Celebrating Nowruz and Building Stronger Community
On April 15, the Afghanistan Policy Lab (APL) at the Princeton School of Public and International Affairs hosted its annual Nowruz celebration for the School’s faculty, staff, and students.
The event began with opening remarks by Princeton SPIA Dean Amaney Jamal, who emphasized the importance of community, diversity, and togetherness.
“I welcome all of you to the Nowruz celebration as part of our annual tradition,” Jamal said. “It reflects our diverse cultural symbolism, besides being a spring holiday. As a school, its celebration embraces our diversity in many forms, where every individual feels they belong in its entirety.”
She further highlighted embracing the spirit of the celebration, which is about peace, community, love, and compassion.
A Nowruz video created by Elaha Alizada, a SPIA sophomore, reflected on Nowruz celebrations in Afghanistan. In the video, she described well the historical background of Nowruz.
“Nowruz, meaning ‘new day,’ marks the first day of spring and the beginning of a new year,” Alizada said. “Its roots go back over 3,000 years, across regions stretching from Central Asia to the Middle East, from the Caucasus to South Asia.”
The video also captured moments of the three previous Nowruz celebrations at Princeton SPIA, highlighting how the celebration brought various people of the community closer, not only to eat together but also to embrace the unique cultural features of different communities.
The event included tables containing food and other cultural items representing how Nowruz is celebrated in different cultures and communities.
SPIA MPP student Naila Mukhtarova shed light on how Nowruz is celebrated in Kazakhstan, where festivities last for 10 days and each day’s celebration is different. The various themes include helping others, charity, national identity, culture, family reunion, and traditions.

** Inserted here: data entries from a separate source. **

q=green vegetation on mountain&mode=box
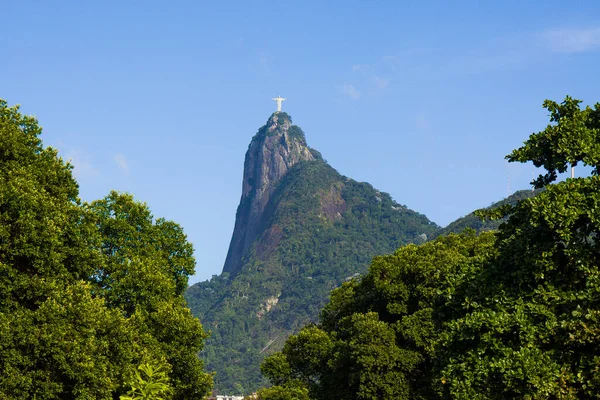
[259,97,600,400]
[0,100,211,400]
[432,189,541,239]
[186,113,438,394]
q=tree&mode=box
[0,100,211,399]
[263,97,600,399]
[506,96,600,188]
[440,97,600,399]
[262,232,494,399]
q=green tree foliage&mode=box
[0,100,210,399]
[506,96,600,188]
[443,97,600,399]
[186,160,438,394]
[119,364,170,400]
[263,97,600,399]
[262,232,494,399]
[432,189,542,239]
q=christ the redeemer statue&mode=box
[271,96,287,112]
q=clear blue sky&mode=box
[0,0,600,282]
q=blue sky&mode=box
[0,0,600,282]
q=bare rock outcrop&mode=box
[223,112,314,274]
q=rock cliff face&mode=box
[223,112,315,274]
[186,113,439,394]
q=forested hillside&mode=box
[186,113,439,393]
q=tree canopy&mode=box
[0,100,211,399]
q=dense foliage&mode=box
[186,131,438,394]
[432,189,541,239]
[262,97,600,399]
[0,100,211,400]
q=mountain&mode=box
[431,189,541,239]
[186,112,439,394]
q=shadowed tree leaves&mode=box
[264,97,600,399]
[0,100,211,400]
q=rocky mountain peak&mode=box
[223,112,315,273]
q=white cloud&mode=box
[371,75,390,90]
[258,51,271,73]
[113,153,130,175]
[66,149,100,180]
[542,27,600,53]
[352,64,372,73]
[415,112,431,131]
[340,83,361,100]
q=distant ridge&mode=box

“This is not only a holiday but also the time when the whole society visits itself,” she said. “Nowruz is about renewal, when nature blooms, and the spring starts."
The community members from Kazakhstan described different foods, including borsok (fried dough/bread), which is the Kazakh national bread, Qurt, dried cheese, and Chuk-Chuk, fried dough.
Muhammad Idrees Ghairat, from the Afghanistan Policy Lab, explained Haft Mewa, traditional homemade cookies, and other related rituals associated with the event.
“On Nowruz day, people visit families and friends do picnic outside,” he said. “They serve the guests with Haft Mewa - a traditional fruit salad along with its syrup made from seven dried fruits (including walnuts, pistachios, almonds, raisins, cashews, apricot seeds, senjed or dried oleaster, and others) simmered in a large pot for a couple of days before Nowruz day.”
Besides sharing the delicious Afghan food, students performed traditional Afghan, Uyghur, and Kazakh dances, and the SPIA community together enjoyed the beginning of spring with each other.